Author Konfuzion Posted January 14, 2009 Author Posted January 14, 2009 Thanks for the imput everyone.
whichwayisup Posted January 14, 2009 Posted January 14, 2009 So long story short, I have two boys 10 and 13 all in all they are good kids and things are fine. When i dont know how to handle dissapline is when one child comes to me and says my brother did _______ then the other comes running in and says no I didnt but he did _______ first. Who should I punish in this case? Both? Don't pick sides. One is tattling on the other and who knows what the real truth is about their fight. You tell them both to stop whatever it is that they were doing and next time sort it out themselves (well, obviously if one is bleeding that's a different story).

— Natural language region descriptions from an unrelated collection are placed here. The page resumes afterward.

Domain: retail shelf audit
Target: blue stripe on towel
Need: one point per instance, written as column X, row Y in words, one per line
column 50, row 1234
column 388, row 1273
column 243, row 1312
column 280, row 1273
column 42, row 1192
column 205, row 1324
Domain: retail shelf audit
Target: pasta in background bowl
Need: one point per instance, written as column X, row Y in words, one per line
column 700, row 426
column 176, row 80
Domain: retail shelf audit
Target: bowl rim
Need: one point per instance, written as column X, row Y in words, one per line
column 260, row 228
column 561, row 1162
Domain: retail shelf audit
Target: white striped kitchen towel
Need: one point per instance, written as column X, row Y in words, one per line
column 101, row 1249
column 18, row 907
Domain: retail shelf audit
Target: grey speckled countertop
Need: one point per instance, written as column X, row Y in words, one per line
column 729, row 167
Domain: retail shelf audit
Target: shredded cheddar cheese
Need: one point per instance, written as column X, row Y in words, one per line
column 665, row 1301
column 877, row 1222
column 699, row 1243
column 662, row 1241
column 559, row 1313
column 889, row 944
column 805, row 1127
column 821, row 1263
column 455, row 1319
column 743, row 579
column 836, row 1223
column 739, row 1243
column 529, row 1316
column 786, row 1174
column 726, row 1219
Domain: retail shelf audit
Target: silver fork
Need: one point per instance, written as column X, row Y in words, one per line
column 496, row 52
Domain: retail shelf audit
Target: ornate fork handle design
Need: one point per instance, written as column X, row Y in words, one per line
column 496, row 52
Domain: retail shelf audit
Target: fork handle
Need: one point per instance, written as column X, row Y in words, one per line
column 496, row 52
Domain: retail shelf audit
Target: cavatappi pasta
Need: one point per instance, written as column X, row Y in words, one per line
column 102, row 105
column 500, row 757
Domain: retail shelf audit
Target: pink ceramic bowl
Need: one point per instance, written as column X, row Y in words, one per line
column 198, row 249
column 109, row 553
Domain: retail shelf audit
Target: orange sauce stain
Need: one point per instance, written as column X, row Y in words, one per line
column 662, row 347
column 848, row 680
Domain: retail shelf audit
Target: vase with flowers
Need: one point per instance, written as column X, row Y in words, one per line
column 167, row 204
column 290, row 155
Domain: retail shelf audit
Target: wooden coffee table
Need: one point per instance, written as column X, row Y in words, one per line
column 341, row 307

Meaplus3 Posted January 14, 2009 Posted January 14, 2009 So long story short, I have two boys 10 and 13 all in all they are good kids and things are fine. When i dont know how to handle dissapline is when one child comes to me and says my brother did _______ then the other comes running in and says no I didnt but he did _______ first. Who should I punish in this case? Both? Sit down and talk to each one separtely. Each child is different and most likley will each have a different take on the scenerio. Then I would give out a punishment that is geared toward that child. Both IMO probably need some sort of punishment to learn a lesson. Good luck. Mea:)
Trialbyfire Posted January 14, 2009 Posted January 14, 2009 I don't have any kids but here's what I've seen and also used with other peoples' kids: My friends tend to use the "stop fighting, each to your room, settle it between you" style parenting. My parents used to separate us, find out what happened with separate stories, then bring us back together after they discussed it. We would all discuss it. Then, they would have each of us enact what should have happened.
nittygritty Posted January 14, 2009 Posted January 14, 2009 You could make both of them write you a report about what happened, in separate rooms. Have them include what happened, what it was about, their actions, how they plan to handle future disagreements without fighting getting out of hand, etc. Good penmanships a plus. When both have finished sit down with them and read and discuss the problem. Hopefully they'll eventually learn better problem solving skills (Even if it's only to keep from having to write reports about it ).
Corsair Posted February 4, 2009 Posted February 4, 2009 I have a two boys--12 and 10--and I have drilled this into my kids' head since they were very small: "Parents are NOT interested in JUSTICE. Parents are interested in QUIET." This policy has served me very well, especially since I have two BOYS. So when they run up to me pointing fingers at each other? I punish them both. Period. Knowing that they will both get punished if they come to me with some ridiculous issue over an action figure or video game or whatever keeps me from having me to intervene and they tend to work things out themselves. So I see you're casting aspersions on my Solomon-esque policy here. Well, collide with someone at an intersection where fault cannot be easily established and see what the police officer does. Odds are very good that both of you will drive away with wrecked cars and tickets--especially in Florida, where I live, being a no-fault state and all.